Il Vangelo secondo Annalisa, noiosa provocazione

Cosa fa qualcuno nello show business quando deve tornare protagonista dopo essere finito per un attimo fuori dalle luci del jet set anche per poco tempo? Il più delle volte, prende di mira la Chiesa.

Ormai non è più neanche un giochino particolarmente originale. Anzi, è abbastanza banalotto, tanto da suscitare sdegno ormai solo in quegli utenti che hanno altro mestiere se non lo sdegnarsi.

Non così ha ritenuto Annalisa, vamp post-contemporanea elevata a maestra del pensiero da chi pensieri ne ha pochi. E spesso pure contraddittori, viene da aggiungere.

La canzone “Maschio” è ultimo manifesto dell’Annalisa-pensiero. Uno dei tanti pastiche che rimescola soluzioni già adottate dalla stessa cantante, e poi passate di moda.

Per tornare ad essere rilevante serviva altro. E allora via alla noiosa giostra, che però non è neanche emozionante.

Il Vangelo secondo Annalisa, infatti, risulta ancor più banale dell’atteggiamento dissacrante verso la Chiesa. E questo perché, semplicemente, rivela il nulla dietro la canzone.

Fa sorridere, per dire, il “Te lo giuro su Maria”, la prima frase che ha intenzioni marcatamente provocatorie. Quando infatti Cristo ci ammonisce a non giurare (Mt 5, 33-37) su Dio, su Gerusalemme, e neppure per la propria testa, perché non si ha il potere di rendere bianco o nero un solo capello, lo fa per ricordarci di evitare di straparlare, ovvero esattamente l’errore in cui invece incorre la performer.

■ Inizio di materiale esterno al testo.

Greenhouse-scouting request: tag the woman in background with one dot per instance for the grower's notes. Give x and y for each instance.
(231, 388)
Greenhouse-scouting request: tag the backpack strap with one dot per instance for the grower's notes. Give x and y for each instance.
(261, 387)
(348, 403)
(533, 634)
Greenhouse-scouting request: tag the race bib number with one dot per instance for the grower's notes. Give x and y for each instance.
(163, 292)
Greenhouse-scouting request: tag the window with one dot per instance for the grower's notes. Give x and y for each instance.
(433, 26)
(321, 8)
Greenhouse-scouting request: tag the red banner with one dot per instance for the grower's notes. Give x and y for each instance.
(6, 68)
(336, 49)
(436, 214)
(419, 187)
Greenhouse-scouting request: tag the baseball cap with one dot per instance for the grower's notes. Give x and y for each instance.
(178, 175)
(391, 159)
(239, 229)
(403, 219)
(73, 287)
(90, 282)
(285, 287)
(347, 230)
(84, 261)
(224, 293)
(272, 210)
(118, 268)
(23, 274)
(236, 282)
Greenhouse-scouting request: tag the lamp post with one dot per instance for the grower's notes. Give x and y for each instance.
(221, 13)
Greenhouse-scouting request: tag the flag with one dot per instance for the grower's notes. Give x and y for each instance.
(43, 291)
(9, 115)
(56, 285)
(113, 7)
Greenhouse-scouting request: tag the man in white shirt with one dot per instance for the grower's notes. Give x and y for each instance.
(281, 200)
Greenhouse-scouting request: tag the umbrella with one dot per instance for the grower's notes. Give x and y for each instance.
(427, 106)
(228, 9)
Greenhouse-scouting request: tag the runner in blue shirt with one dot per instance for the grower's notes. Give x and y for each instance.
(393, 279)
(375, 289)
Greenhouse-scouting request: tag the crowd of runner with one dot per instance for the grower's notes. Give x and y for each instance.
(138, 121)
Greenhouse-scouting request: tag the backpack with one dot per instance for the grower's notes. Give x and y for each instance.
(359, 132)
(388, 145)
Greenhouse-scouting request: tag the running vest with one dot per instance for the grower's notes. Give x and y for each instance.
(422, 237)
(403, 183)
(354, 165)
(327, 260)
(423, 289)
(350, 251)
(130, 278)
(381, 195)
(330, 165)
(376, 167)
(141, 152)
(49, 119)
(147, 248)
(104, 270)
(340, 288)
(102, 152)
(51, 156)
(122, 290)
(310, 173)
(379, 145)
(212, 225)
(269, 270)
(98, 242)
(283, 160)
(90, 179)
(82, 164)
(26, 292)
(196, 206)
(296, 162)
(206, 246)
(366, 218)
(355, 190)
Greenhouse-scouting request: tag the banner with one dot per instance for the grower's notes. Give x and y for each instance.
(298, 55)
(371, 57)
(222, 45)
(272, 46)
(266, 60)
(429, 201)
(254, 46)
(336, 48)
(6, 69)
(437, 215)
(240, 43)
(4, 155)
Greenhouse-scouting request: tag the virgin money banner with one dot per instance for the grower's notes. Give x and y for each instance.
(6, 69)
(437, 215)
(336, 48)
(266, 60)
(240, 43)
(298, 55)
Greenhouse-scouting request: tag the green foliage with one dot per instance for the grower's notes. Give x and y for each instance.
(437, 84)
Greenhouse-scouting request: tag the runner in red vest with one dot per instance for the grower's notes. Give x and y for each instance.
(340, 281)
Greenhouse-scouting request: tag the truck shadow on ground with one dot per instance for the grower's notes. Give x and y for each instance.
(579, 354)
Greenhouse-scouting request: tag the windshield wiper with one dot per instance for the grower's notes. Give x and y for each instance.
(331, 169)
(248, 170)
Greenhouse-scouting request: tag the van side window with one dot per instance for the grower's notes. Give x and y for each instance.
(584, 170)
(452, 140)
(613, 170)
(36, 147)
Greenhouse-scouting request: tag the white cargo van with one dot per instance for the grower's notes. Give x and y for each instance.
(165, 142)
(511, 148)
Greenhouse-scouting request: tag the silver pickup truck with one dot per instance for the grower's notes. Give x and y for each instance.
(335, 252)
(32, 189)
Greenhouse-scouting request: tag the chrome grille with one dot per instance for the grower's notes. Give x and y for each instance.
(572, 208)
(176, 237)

Ancora meglio, poi, la frase “Ma perdona i miei peccati come ha fatto Gesù”. Dimentica, Annalisa, che dopo aver perdonato i peccati Cristo invitava a convertirsi, ad adottare uno stile di vita più dignitoso per sé stessi.

Da ultimo, lascia perplessi “Invertite Adamo ed Eva”. Affermazione che non ha di per sé alcun senso, se non quello di omaggiare lo zeitgeist attuale che farnetica di stereotipi di genere assegnati alla nascita.

Curioso, perché in realtà ad essere pieno di stereotipi sono proprio il testo e il videoclip della canzone. Vestita alla Mastroianni in “La dolce vita”, la nostra Nali ci racconta di come i maschi siano insensibili, irascibili, eccitati, materialisti e massimalisti.

Per fortuna c’è lei, Annalisa, a rivelarci che un maschio può anche piangere. Ma in fondo è questo il trucco del postmodernismo: coprire il proprio vuoto offrendo come novità qualcosa che si sa dall’alba dei tempi.

E allora ci sale un po’ la nostalgia per un anticlericale impenitente come Pierangelo Bertoli. Il quale almeno, ritenendo sbagliate quanto le posizioni di Giovanni Paolo II, esprimeva apertamente il suo dissenso.

Altri tempi, altre tempre. Ad essere uomini erano quelli, altro che quelli di Annalisa.